While not completely successful on all levels, Susan Yankowitz’s new play Night Sky, which is being presented at the Baruch Performing Arts Center (55 Lexington Avenue) through June 20th, tackles, head on, a very difficult subject to write about for theatrical presentation. Her main character, Anna – a force to be reckoned with, an astronomer and lecturer who needs “six hands and ten brains to cope” (although she does just fine without the extra help) is tragically disabled in a car accident and looses her ability to speak. A condition known as “aphasia”. A condition that ABC-TV reporter Bob Woodruff has had to deal with. Very heady stuff.

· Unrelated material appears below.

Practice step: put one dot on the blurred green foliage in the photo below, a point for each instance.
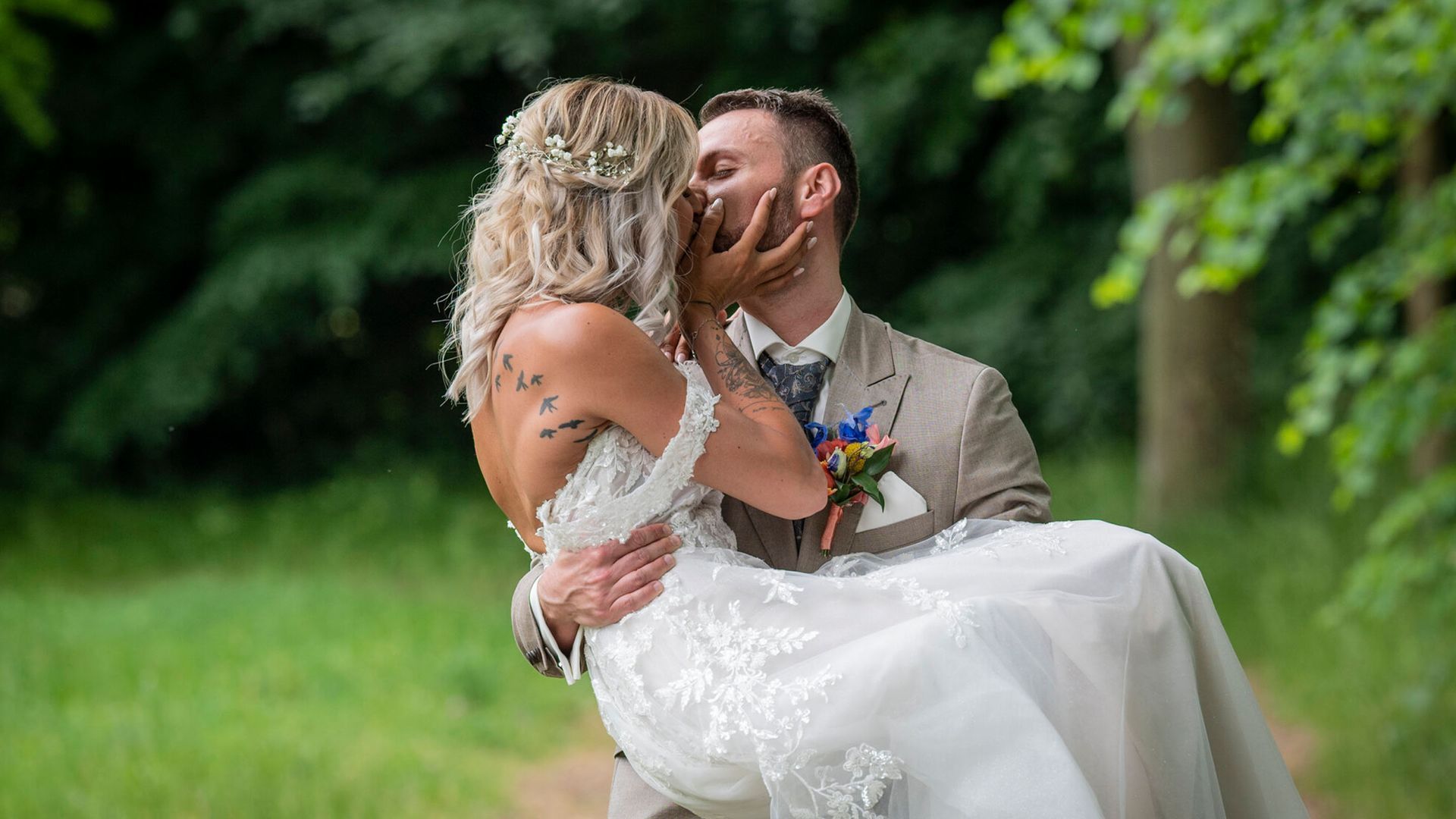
(1347, 95)
(232, 257)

I don’t mean that lightly and neither does Ms. Yankowitz. It’s a very serious matter that is treated in a very serious manner – with a small amount of comic relief thrown in as Anna (who is brilliantly portrayed by Jordan Baker) tries to find her lost words and attempts to put those words together. Tries to get out what is trapped within her mind. Relearning words and their meaning. Trying anew to communicate. Sometimes in a charade-like, sounds-like game with those around her. Would a weaker person do as well?

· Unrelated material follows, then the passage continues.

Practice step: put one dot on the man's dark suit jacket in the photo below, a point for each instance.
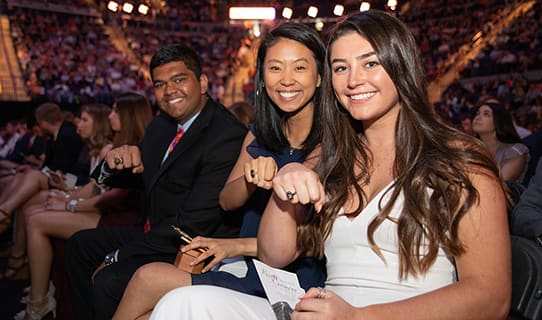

Every nuance of Anna’s strong character turned inside out is beautifully brought to vivid life. An independent, strong woman. Mother of a teenage daughter, Jen (a sometimes selfish, sometimes compassionate Lauren Ashley Carter). Living with her lover Daniel – an opera singer (a guilt ridden, frustrated, trying to compete with Anna’s excellence, an excellent Jim Stanek) – their relationship already strained prior to the accident, she is revising her thesis that she will read in Paris to her peers when everything is suddenly brought to a halt.
In between, we have scenes, mini-lectures by Anna’s colleague, Bill (a fine Tuck Milligan) who makes comparisons about the cosmos, citing parallels between the black hole of the universe and Anna’s condition. The Big Bang Theory – “order destroyed”, “having to begin again”. Lots of talk about “stars”, etc. which detracts from and does not add to the tragic event and how others deal with it despite his many interesting, cosmic inspired ties worn.
Dan Domingues is called upon to play a variety of characters and brings something special to each one. Especially as another aphasic patient trying to relearn his language with the use of flash cards. As wonderful as he is in this mini scene perhaps it should have been given to Anna. There are so many mini scenes – and here we have another example of – is this a screenplay or a theatrical piece? Transitions are awkward and director, Daniella Topol, has not been able to find satisfactory solutions although the rest of her work is pretty good with the actors. Maria-Christina Oliveras also plays multiple parts and shines when trying to understand Anna as she shops for a dress for her daughter’s prom. Daniel Baker and Aaron Meicht are responsible for the sound design and the beautiful and haunting incidental music for the production.
Dealing with someone who is gravely ill is not easy. Anna’s family and friends learn about understanding, commitment and being less selfish. Anna, herself, learns about exploring a new world and her new life. She never gives up. But a little less science and better structuring would help considerably.